The OpenStack community is infighting. Again. This time, as ever, some of OpenStack’s most prominent advocates are arguing over what interoperability means, and just who measures up. Ironically, what OpenStack needs to succeed has less to do with interoperable implementations of the OpenStack reference architecture and more to do with a single vendor imposing standardization on the community.

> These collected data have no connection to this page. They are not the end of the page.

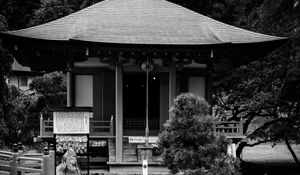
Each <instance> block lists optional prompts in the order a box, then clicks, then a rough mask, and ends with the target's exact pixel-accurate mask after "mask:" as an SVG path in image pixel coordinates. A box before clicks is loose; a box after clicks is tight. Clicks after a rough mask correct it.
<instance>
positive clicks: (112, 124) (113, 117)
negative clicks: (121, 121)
mask: <svg viewBox="0 0 300 175" xmlns="http://www.w3.org/2000/svg"><path fill="white" fill-rule="evenodd" d="M109 131H110V135H114V116H113V115H111V118H110V130H109Z"/></svg>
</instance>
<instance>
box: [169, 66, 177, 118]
mask: <svg viewBox="0 0 300 175" xmlns="http://www.w3.org/2000/svg"><path fill="white" fill-rule="evenodd" d="M175 98H176V68H175V67H172V68H171V69H170V71H169V109H170V108H171V106H172V105H173V101H174V99H175ZM171 115H172V114H171V113H169V118H171Z"/></svg>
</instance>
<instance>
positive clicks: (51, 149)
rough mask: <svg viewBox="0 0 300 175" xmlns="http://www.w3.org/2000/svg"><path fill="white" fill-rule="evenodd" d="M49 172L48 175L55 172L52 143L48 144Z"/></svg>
mask: <svg viewBox="0 0 300 175" xmlns="http://www.w3.org/2000/svg"><path fill="white" fill-rule="evenodd" d="M49 156H50V160H49V165H48V167H49V169H48V170H49V174H48V175H54V174H55V150H54V146H53V144H50V149H49Z"/></svg>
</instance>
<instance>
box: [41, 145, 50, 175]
mask: <svg viewBox="0 0 300 175" xmlns="http://www.w3.org/2000/svg"><path fill="white" fill-rule="evenodd" d="M49 159H50V156H49V150H48V148H47V147H45V148H44V155H43V166H42V174H43V175H50V174H49V163H50V160H49Z"/></svg>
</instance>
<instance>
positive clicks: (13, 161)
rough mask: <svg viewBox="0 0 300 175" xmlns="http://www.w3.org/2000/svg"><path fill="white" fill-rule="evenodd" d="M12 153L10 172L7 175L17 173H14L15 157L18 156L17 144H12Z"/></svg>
mask: <svg viewBox="0 0 300 175" xmlns="http://www.w3.org/2000/svg"><path fill="white" fill-rule="evenodd" d="M13 152H14V153H13V155H12V158H11V162H10V167H11V170H10V172H9V175H18V172H17V171H16V161H17V157H18V155H19V153H18V145H17V144H14V146H13Z"/></svg>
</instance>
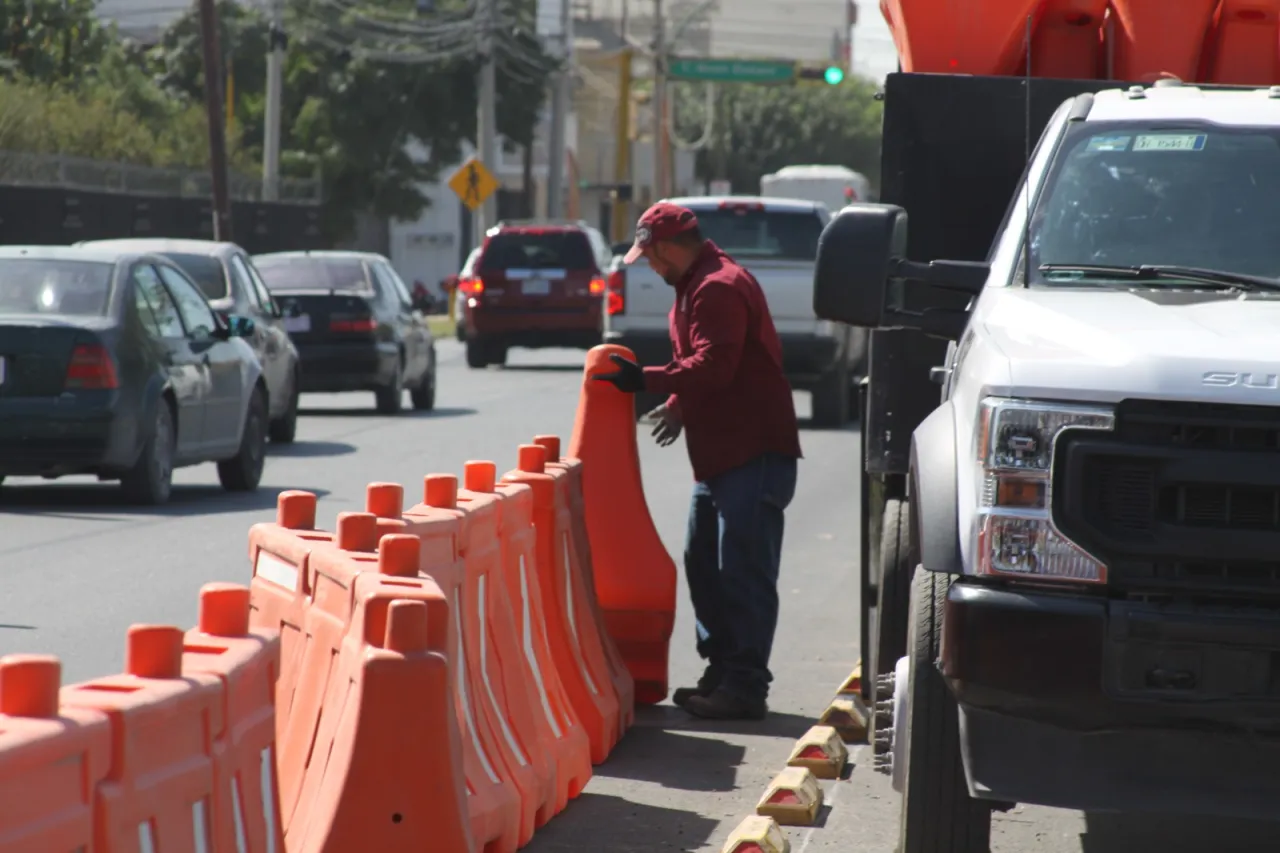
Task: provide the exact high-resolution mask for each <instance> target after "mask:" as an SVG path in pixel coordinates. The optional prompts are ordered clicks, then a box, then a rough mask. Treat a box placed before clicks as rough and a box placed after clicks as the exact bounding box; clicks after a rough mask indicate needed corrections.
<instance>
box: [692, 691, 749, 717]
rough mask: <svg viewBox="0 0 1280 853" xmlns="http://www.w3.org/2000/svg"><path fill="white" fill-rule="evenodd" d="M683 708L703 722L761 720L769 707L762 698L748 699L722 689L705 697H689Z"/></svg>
mask: <svg viewBox="0 0 1280 853" xmlns="http://www.w3.org/2000/svg"><path fill="white" fill-rule="evenodd" d="M684 708H685V711H689V712H690V713H691V715H694V716H695V717H703V719H705V720H763V719H764V717H765V716H767V715H768V713H769V706H768V703H765V701H764V699H763V698H762V699H749V698H746V697H741V695H739V694H736V693H730V692H728V690H724V689H723V688H717V689H714V690H712V692H710V693H708V694H707V695H694V697H690V698H689V702H687V703H685V706H684Z"/></svg>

That’s right. OpenStack needs a hegemon.
Every Community Needs A Leader
After all, no one talks about Amazon Web Services interoperability. Or, rather, we don’t ask Amazon to sit in committee rooms and conform its API to OpenStack, Cloudstack and other cloud offerings. Amazon dominates public clouds. It sets the standard and others either conform to its API or not. (At present, the OpenStack community continues to vote for “not,” which leads industry pundits like Simon Wardley to dismiss it as a “dead duck.”)
This is why Cloudscaling CTO and OpenStack luminary Randy Bias is spot on to deride OpenStack interoperability as key to its success:
Far too often in the open-source community, we ascribe magical powers to committee-fostered interoperabilty, when the industry actually displays a remarkable tendency toward de facto standardization.

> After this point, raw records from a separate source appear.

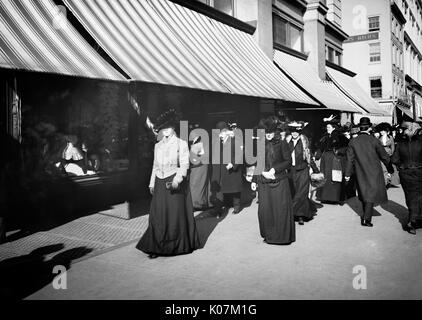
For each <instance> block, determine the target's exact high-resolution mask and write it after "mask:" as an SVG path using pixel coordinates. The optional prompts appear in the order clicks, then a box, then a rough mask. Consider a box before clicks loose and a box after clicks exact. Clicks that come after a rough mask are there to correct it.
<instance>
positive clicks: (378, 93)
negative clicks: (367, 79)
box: [369, 77, 382, 98]
mask: <svg viewBox="0 0 422 320" xmlns="http://www.w3.org/2000/svg"><path fill="white" fill-rule="evenodd" d="M369 84H370V86H371V97H372V98H381V97H382V82H381V77H371V78H369Z"/></svg>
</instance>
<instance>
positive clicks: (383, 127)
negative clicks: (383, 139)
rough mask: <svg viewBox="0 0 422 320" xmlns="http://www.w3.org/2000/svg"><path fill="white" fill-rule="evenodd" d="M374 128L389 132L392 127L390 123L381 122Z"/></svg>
mask: <svg viewBox="0 0 422 320" xmlns="http://www.w3.org/2000/svg"><path fill="white" fill-rule="evenodd" d="M375 130H376V131H378V132H381V131H387V132H389V131H391V130H392V127H391V124H389V123H388V122H381V123H380V124H378V125H377V126H376V127H375Z"/></svg>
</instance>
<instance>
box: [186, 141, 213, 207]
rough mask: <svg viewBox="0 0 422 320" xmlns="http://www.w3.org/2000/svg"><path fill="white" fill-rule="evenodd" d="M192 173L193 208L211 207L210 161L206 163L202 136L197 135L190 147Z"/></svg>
mask: <svg viewBox="0 0 422 320" xmlns="http://www.w3.org/2000/svg"><path fill="white" fill-rule="evenodd" d="M190 156H191V157H190V160H191V166H190V173H189V186H190V191H191V194H192V202H193V208H194V209H195V210H205V209H207V208H208V207H209V202H208V198H209V197H208V191H209V188H210V179H209V175H208V171H209V170H208V169H209V168H208V163H205V162H204V161H203V160H204V158H203V157H204V156H205V149H204V144H203V143H202V141H201V136H199V135H197V136H195V137H194V138H193V139H192V144H191V147H190Z"/></svg>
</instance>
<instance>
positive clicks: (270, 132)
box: [258, 117, 278, 133]
mask: <svg viewBox="0 0 422 320" xmlns="http://www.w3.org/2000/svg"><path fill="white" fill-rule="evenodd" d="M277 125H278V123H277V121H275V120H274V119H273V118H271V117H268V118H266V119H261V120H260V121H259V124H258V129H264V130H265V132H266V133H271V132H275V131H276V130H277Z"/></svg>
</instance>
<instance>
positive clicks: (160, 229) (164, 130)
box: [136, 109, 200, 258]
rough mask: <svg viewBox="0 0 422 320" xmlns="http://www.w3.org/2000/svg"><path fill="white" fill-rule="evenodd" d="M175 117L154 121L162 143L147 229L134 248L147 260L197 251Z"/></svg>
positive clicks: (165, 115) (192, 211)
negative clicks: (177, 136) (143, 234)
mask: <svg viewBox="0 0 422 320" xmlns="http://www.w3.org/2000/svg"><path fill="white" fill-rule="evenodd" d="M178 123H179V120H178V115H177V113H176V112H175V110H173V109H171V110H168V111H166V112H165V113H163V114H162V115H160V116H159V117H158V118H157V123H156V128H157V130H158V131H159V132H160V134H161V135H162V139H161V140H160V141H159V142H158V143H156V144H155V148H154V164H153V169H152V173H151V180H150V185H149V188H150V191H151V194H152V195H153V197H152V201H151V208H150V213H149V222H148V229H147V230H146V232H145V233H144V235H143V236H142V238H141V240H140V241H139V242H138V244H137V245H136V248H137V249H139V250H141V251H143V252H145V253H147V254H148V255H149V258H157V257H158V256H172V255H179V254H186V253H191V252H193V251H194V250H195V249H198V248H199V247H200V243H199V238H198V234H197V230H196V224H195V219H194V215H193V206H192V197H191V194H190V188H189V184H188V182H187V181H186V176H187V171H188V169H189V147H188V144H187V142H186V141H183V140H181V139H180V138H178V137H177V135H176V132H175V129H176V128H177V127H178Z"/></svg>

Linux, for example, really took off when the industry was able to rally around a single vendor, Red Hat, as its standard bearer. Perhaps it’s not surprising, then, that Red Hat executive vice president Paul Cormier declares that “OpenStack is Linux all over again,” with a need for OpenStack’s disparate elements to cohere into a distribution that makes it consummable by the masses.
Red Hat At The Helm?
It’s not surprising that Cormier sees his company as the unifying center of the OpenStack universe. While there still is a long way to go in establishing OpenStack leadership, Red Hat currently sits in prime position to lead OpenStack just as it led Linux. Why? Because it contributes the most to the project:
In open source, being the source of code matters more than source code. She who contributes most, controls (or influences) most.

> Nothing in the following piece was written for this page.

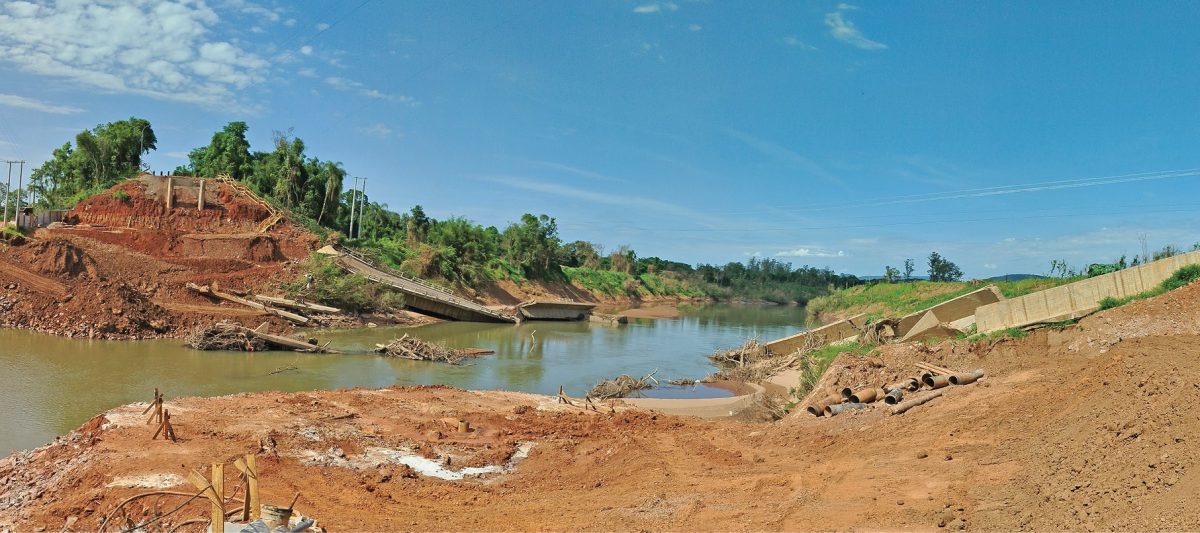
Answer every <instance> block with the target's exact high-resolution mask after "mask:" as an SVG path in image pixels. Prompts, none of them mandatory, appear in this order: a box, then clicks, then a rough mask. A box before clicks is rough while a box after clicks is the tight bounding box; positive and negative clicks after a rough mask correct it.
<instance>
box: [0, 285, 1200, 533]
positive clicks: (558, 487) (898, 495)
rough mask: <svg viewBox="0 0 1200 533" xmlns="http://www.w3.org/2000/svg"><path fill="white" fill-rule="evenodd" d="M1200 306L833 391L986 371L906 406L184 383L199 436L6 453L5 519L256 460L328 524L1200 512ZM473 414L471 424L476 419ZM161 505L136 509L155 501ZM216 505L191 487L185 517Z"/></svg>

Hence, even as the OpenStack community mulls over the introduction of RefStack, a proposed conformance testing system to help evaluate just how “pure” an OpenStack implementation is, OpenStack’s members are already jockeying to be RefStack. If Red Hat or another vendor establishes primacy in the community, its implementation will essentially become “RefStack.”
Again, Linux illustrates how this will happen. As Red Hat established the lead in the early 2000s, the rest of the Linux vendors, led by Caldera, attempted to band together as United Linux. I was involved in these discussions and can report with some accuracy that they completely, totally failed. It turns out the market didn’t want a common Linux distribution created by committee. They wanted the industry standard, which happened to be Red Hat.
Choose Your Hegemon
There’s still a long way to go to determine who will lead OpenStack, though Red Hat currently occupies pole position. But whether Red Hat or Rackspace (which used to dominate) or IBM or another vendor, OpenStack’s success depends upon a single large vendor assuming leadership. Interoperability will follow, but it won’t be designed by committee. Rather, it will be imposed by a dominant OpenStack vendor, with the community necessarily conforming to its distribution.